Ok, so I have found a way to massively reduce the file size. The point is, despite my prior believes, PyTables does NOT apply compression per default.
You can achieve this by using Filters
.
Here is an example how that works:
import pytables as pt
hdf5_file = pt.openFile(filename = 'myhdf5file.h5',
mode='a',
title='How to compress data')
# for pytables >= 3 the method is called `open_file`,
# other methods are renamed analogously
myfilters = Filters(complevel=9, complib='zlib')

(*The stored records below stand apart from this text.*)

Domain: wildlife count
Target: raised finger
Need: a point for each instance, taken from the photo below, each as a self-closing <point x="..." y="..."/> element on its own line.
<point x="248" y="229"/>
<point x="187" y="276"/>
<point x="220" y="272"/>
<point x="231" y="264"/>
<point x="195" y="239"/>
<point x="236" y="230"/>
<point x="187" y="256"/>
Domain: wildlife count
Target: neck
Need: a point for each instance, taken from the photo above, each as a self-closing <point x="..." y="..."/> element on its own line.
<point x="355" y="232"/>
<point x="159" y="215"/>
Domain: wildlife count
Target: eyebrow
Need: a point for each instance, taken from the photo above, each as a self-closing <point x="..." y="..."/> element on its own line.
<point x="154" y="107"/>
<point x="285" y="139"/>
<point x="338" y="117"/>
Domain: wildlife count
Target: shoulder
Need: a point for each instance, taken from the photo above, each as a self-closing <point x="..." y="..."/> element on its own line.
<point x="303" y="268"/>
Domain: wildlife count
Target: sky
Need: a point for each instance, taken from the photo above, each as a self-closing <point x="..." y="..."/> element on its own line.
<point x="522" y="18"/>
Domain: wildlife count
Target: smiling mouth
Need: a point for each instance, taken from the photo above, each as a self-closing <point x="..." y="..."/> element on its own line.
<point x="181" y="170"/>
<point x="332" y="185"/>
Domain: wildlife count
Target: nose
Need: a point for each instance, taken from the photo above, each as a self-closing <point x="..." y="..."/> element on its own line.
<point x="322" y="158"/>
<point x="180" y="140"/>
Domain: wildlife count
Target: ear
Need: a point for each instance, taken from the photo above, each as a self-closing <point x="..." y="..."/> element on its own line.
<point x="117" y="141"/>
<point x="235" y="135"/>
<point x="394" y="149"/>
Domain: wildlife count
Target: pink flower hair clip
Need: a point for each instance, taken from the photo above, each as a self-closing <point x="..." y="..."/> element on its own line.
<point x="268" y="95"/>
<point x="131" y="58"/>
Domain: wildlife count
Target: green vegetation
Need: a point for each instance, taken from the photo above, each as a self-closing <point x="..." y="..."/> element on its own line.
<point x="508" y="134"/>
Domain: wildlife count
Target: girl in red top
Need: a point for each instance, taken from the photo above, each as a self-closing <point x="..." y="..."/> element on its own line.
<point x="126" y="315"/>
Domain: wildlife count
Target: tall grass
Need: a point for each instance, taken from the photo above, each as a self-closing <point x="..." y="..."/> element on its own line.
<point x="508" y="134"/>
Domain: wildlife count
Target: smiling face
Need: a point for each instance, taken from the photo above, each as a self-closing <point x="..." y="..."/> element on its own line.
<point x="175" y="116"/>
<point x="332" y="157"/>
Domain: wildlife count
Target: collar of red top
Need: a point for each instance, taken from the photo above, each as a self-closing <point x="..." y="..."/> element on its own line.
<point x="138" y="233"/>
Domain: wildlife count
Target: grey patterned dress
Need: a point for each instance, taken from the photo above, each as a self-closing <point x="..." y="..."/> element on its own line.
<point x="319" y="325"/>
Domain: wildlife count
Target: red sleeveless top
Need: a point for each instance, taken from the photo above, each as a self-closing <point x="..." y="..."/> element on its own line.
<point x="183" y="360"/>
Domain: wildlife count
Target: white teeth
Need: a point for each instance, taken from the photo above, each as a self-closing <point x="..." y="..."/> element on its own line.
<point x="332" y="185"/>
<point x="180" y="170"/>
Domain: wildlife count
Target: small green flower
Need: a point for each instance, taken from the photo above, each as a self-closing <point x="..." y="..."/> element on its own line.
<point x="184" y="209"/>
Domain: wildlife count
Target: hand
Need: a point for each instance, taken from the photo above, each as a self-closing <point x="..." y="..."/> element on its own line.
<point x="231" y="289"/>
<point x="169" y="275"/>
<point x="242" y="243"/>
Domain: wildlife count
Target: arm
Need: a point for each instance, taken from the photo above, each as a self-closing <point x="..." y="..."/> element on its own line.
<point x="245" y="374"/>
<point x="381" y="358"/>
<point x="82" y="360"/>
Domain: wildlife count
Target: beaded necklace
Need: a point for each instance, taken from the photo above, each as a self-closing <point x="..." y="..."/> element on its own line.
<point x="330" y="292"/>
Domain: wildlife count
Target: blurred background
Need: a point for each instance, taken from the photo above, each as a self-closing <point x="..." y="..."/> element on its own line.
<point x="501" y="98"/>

mydescitpion = {'mycolumn': pt.IntCol()} # Simple 1 column table
mytable = hdf5_file.createTable(where='/', name='mytable',
description=mydescription,
title='My Table',
filters=myfilters)
#Now you can happily fill the table...
The important line here is Filters(complevel=9, complib='zlib')
. It specifies the
compression level complevel
and the compression algorithm complib
. Per default the level is set to 0, that means compression is disabled, whereas 9 is the highest compression level. For details on how compression works: HERE IS A LINK TO THE REFERENCE.
Next time, I better stick to RTFM :-) (although I did, but I missed the line "One of the beauties of PyTables is that it supports compression on tables and arrays, although it is not used by default")